Searchable PDF annotations: Automating conversion to Skim notes

Many academics now read journal articles on screen, as PDF files. Holdouts—and they are everywhere—print out forest-sized stacks of paper that teeter on crowded desks.

Freedom from clutter is just one advantage of digital reading. Another is searchability: a large database of articles is a crutch for our fallible memories. Thanks to Spotlight, a full-text keyword query can substitute for a laborious hunt for literature. A few carefully phrased searches is all it takes for instant recall.

Spotlight has a maddening flaw, however. Standard PDF annotations—both “sticky notes” and text “typed” on a page—are not indexed. As far as Spotlight is concerned, they do not exist.

For me this is no trivial problem. More often than not, these annotations contain the very text I’m searching for.
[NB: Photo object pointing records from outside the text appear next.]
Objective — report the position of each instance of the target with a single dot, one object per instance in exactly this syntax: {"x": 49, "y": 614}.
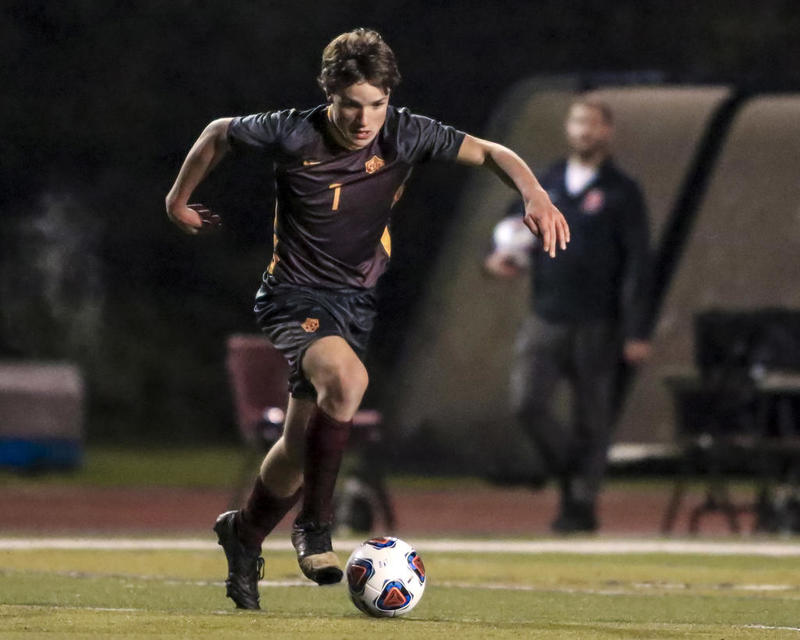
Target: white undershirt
{"x": 578, "y": 176}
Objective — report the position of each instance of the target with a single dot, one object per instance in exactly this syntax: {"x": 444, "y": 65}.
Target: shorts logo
{"x": 373, "y": 164}
{"x": 593, "y": 201}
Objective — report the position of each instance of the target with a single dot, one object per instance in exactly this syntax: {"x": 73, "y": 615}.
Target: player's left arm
{"x": 541, "y": 216}
{"x": 636, "y": 277}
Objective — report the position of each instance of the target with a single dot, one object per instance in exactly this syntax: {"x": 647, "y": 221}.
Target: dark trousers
{"x": 586, "y": 355}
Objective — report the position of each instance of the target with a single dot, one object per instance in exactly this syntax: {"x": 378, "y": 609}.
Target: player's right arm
{"x": 205, "y": 154}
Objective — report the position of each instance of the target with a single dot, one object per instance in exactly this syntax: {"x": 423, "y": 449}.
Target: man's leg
{"x": 340, "y": 380}
{"x": 274, "y": 492}
{"x": 596, "y": 355}
{"x": 539, "y": 361}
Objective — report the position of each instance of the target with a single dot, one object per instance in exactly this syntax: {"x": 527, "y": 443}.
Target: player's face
{"x": 588, "y": 132}
{"x": 359, "y": 112}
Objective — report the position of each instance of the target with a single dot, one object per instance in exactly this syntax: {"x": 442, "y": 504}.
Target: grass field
{"x": 173, "y": 593}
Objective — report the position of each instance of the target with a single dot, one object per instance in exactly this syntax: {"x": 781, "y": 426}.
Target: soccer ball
{"x": 514, "y": 240}
{"x": 385, "y": 577}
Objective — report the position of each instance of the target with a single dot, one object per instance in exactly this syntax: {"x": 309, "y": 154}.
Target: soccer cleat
{"x": 315, "y": 554}
{"x": 575, "y": 517}
{"x": 245, "y": 564}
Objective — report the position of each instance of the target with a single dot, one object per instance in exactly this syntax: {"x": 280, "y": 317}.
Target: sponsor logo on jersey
{"x": 373, "y": 164}
{"x": 593, "y": 201}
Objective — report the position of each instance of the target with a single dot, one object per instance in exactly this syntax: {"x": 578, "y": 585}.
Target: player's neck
{"x": 590, "y": 160}
{"x": 336, "y": 133}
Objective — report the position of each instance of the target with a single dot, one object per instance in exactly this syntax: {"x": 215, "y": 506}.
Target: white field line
{"x": 606, "y": 625}
{"x": 582, "y": 546}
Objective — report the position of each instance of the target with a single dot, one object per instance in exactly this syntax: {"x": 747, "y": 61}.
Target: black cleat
{"x": 575, "y": 518}
{"x": 245, "y": 564}
{"x": 315, "y": 553}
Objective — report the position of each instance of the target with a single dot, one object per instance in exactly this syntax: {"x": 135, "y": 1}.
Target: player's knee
{"x": 343, "y": 389}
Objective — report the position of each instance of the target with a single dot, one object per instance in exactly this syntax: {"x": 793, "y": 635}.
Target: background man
{"x": 588, "y": 309}
{"x": 339, "y": 170}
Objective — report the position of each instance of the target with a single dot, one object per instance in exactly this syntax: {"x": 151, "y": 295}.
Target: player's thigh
{"x": 538, "y": 364}
{"x": 330, "y": 363}
{"x": 298, "y": 413}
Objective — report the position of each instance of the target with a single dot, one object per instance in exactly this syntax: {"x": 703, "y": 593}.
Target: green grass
{"x": 178, "y": 594}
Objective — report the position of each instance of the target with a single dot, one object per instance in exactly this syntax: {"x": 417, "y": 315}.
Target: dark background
{"x": 101, "y": 101}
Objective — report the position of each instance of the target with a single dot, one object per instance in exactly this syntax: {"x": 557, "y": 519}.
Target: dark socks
{"x": 326, "y": 440}
{"x": 261, "y": 514}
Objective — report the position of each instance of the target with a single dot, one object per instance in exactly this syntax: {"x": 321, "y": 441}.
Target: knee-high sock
{"x": 262, "y": 513}
{"x": 326, "y": 440}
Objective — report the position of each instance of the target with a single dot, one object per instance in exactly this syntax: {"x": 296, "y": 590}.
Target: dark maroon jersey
{"x": 332, "y": 204}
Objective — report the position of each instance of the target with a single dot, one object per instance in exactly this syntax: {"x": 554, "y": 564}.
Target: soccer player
{"x": 339, "y": 169}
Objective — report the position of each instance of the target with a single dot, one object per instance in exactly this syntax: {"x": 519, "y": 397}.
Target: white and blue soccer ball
{"x": 514, "y": 240}
{"x": 385, "y": 577}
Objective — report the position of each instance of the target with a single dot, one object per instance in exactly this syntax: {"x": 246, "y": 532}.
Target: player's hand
{"x": 544, "y": 219}
{"x": 193, "y": 218}
{"x": 635, "y": 352}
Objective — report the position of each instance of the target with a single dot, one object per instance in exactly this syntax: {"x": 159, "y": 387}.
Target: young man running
{"x": 339, "y": 169}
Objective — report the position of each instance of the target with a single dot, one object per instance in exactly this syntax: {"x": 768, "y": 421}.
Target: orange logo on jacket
{"x": 373, "y": 164}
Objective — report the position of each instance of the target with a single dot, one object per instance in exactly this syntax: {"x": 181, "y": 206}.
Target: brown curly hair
{"x": 358, "y": 56}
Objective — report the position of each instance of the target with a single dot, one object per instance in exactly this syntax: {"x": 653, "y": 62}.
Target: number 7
{"x": 337, "y": 190}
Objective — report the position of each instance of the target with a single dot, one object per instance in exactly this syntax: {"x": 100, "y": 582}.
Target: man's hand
{"x": 193, "y": 218}
{"x": 636, "y": 351}
{"x": 544, "y": 219}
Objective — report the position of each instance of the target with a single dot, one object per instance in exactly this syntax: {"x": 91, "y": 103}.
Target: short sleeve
{"x": 260, "y": 131}
{"x": 422, "y": 139}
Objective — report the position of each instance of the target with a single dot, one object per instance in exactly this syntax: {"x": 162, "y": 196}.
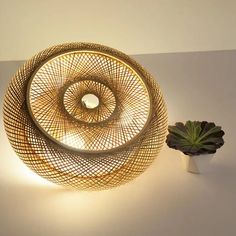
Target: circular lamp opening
{"x": 90, "y": 101}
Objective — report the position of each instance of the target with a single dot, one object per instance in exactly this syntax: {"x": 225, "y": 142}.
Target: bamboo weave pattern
{"x": 61, "y": 139}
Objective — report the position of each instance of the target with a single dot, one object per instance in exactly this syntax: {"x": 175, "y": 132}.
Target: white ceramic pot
{"x": 196, "y": 164}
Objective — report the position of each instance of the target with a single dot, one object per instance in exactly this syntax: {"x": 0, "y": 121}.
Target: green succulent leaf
{"x": 195, "y": 137}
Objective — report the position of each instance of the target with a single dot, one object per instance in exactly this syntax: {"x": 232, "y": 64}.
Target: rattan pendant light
{"x": 71, "y": 140}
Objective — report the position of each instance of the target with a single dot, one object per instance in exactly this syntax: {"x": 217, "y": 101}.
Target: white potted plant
{"x": 197, "y": 141}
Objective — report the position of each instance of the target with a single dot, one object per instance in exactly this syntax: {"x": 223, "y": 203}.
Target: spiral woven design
{"x": 60, "y": 138}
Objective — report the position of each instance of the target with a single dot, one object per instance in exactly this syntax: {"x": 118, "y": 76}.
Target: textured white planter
{"x": 196, "y": 164}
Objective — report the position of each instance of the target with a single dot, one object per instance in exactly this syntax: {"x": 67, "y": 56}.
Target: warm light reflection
{"x": 73, "y": 140}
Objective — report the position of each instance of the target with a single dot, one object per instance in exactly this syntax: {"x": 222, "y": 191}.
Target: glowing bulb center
{"x": 90, "y": 101}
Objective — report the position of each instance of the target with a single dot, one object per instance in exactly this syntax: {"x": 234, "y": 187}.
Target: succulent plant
{"x": 195, "y": 137}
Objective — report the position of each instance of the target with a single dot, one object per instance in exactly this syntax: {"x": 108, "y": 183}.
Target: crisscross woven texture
{"x": 56, "y": 135}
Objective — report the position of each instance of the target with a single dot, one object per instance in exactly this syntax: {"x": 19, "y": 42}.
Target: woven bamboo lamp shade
{"x": 85, "y": 115}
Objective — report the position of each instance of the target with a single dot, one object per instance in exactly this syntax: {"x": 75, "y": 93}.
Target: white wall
{"x": 133, "y": 26}
{"x": 165, "y": 200}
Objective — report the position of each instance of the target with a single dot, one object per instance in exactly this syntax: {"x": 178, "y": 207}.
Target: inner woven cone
{"x": 55, "y": 102}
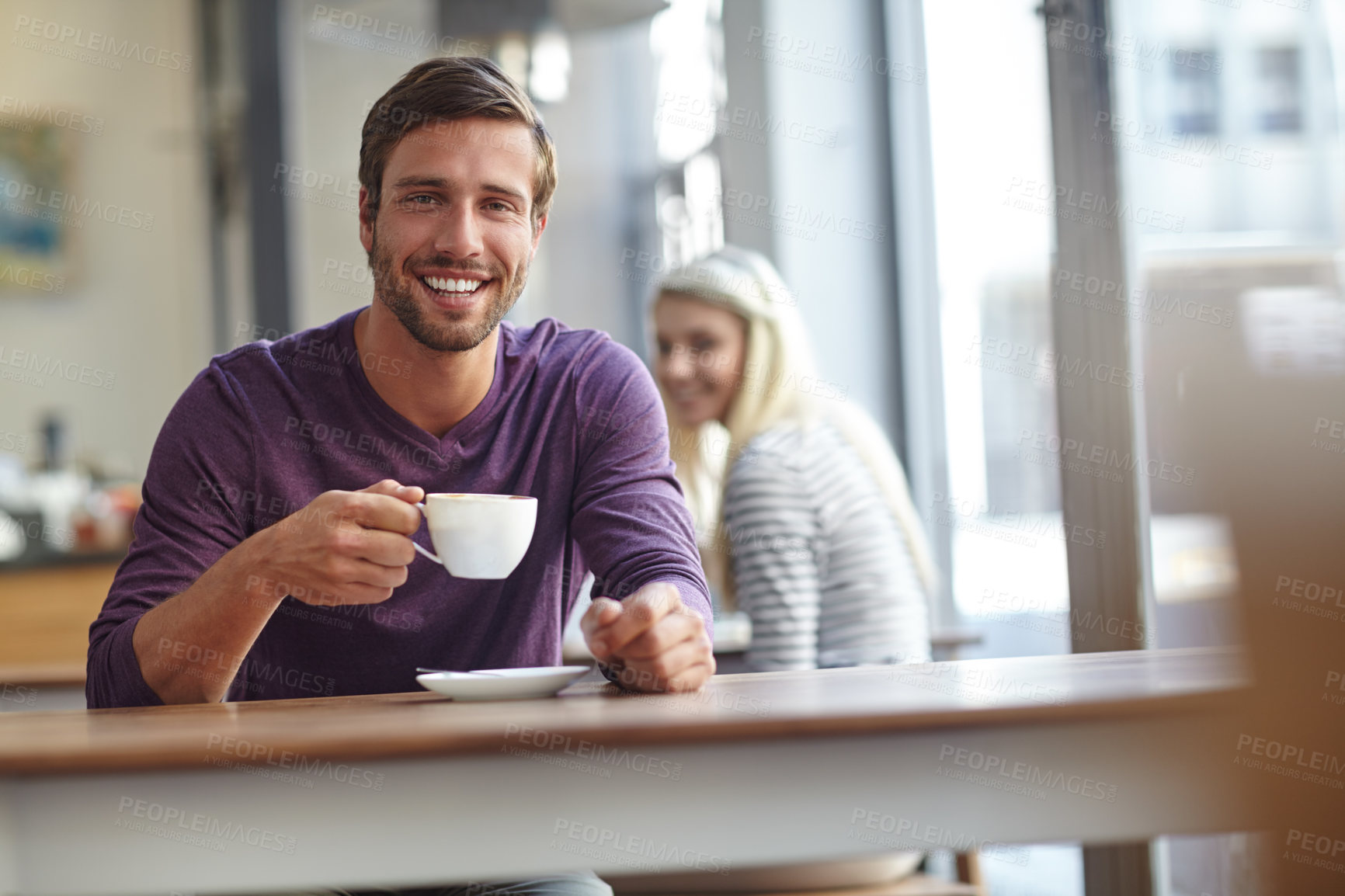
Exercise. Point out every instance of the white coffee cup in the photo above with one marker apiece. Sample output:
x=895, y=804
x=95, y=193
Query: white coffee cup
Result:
x=479, y=536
Papers, my reference manager of choice, has a partial solution. The software has its own annotation feature built-in. Though sticky notes created in Papers don’t get indexed by Spotlight, they are searchable with Papers’ own search function. Still, I often want to search PDF notes that aren’t annotated in Papers. I’m also wary of relying too heavily on Papers’ annotations since the feature is still a little buggy.

Thankfully there’s a better solution: Skim, the open source PDF software for Mac. Skim is designed for academics, integrates with LaTeX and BibDesk, and has great AppleScript support.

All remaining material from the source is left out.